The Big Short
I recently received a copy of The Big Short by Michael Lewis and read the book immediately. It is a quick read and is one of those books you do not want to put down. The characters are full of interesting quirks and traits and there are many laugh-out-loud moments.
This book will appeal to nearly everyone, and I think non Wall Street readers will enjoy it as much as those that lived it. Michael has a great ability to tell a story, and he does it well in this book. It also does a decent job of explaining what went on with in the subprime mortgage industry and the subsequent securitization of MBS/ABS/CDO/etc. that ultimately lead us to the brink of financial collapse and, perhaps more importantly, how few people actually understood what was going on. It is also correctly critical of the ratings agencies and their lack of diligence.
In my view, here is the breakdown of who was at fault to varying degrees:
* borrowers willing to lie about their income wanting to play the housing bubble
* lenders – really originators – who only cared about feeding the system with new loan apps and had no care about the quality of the loans or the consequences
* banks who purchased loans – and even originator firms – to feed the system and fed them with money and instructed them to get as many apps as you can with little standards
* ratings agencies – willingly sold their triple-A ratings for profit – with little understanding of what they were rating
* regulators – totally asleep the entire time… even when explained what was happening, did not care.
* investors – trusted the ratings assigned to the product, without any research on their own part.
* politicians – have pushed the idea that homeownership is somehow an important indication of success, and pushed the limits of credit in order to elevate the homeownership rate on their watch… ultimate leading to credit being extended to people with no business owning a home
* auditors – also asleep at the wheel and never questioned what was inside these ‘investment grade’ assets or the accounting of the risk being taken. Much like Enron, these investment banks were simply ‘black-box’ earnings machines.

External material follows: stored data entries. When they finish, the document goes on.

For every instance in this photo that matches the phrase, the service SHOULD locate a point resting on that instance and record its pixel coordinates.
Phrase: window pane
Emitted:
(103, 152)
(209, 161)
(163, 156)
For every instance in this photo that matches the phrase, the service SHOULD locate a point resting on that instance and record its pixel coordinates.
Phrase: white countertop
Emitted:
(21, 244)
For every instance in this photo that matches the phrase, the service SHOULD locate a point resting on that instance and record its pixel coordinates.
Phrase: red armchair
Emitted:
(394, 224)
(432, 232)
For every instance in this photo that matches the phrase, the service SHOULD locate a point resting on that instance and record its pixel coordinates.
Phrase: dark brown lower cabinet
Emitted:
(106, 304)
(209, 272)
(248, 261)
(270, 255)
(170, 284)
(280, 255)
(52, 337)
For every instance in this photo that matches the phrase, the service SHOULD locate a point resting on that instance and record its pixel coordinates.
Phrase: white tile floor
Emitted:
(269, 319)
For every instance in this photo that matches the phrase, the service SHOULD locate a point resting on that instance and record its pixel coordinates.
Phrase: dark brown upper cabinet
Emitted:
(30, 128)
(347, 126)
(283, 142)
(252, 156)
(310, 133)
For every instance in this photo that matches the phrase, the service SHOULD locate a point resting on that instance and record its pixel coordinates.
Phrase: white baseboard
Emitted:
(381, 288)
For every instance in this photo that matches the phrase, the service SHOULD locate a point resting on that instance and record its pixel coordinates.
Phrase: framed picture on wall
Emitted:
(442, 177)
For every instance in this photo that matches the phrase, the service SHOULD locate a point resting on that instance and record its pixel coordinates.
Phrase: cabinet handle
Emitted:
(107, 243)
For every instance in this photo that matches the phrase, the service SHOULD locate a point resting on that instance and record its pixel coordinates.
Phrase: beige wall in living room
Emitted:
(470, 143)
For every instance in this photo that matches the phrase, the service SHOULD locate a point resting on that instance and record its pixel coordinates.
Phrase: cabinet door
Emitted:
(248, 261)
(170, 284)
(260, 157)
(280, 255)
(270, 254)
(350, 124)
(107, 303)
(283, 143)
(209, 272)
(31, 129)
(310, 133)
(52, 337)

Many things ultimately led to the crisis, and the madness of crowds certainly played a role. Still, if we learn from it and change the system, there can be a benefit. If we pretend it was a one-off event and change nothing, we are bound to repeat it. It will be exceptionally difficult to change the system. In this political climate were we cannot appoint judges and Fed members, I am skeptical we can accomplish the serious reform needed. In any event, read this book and understand how these few people saw what was happening ahead of time and turned it into the opportunity of a lifetime.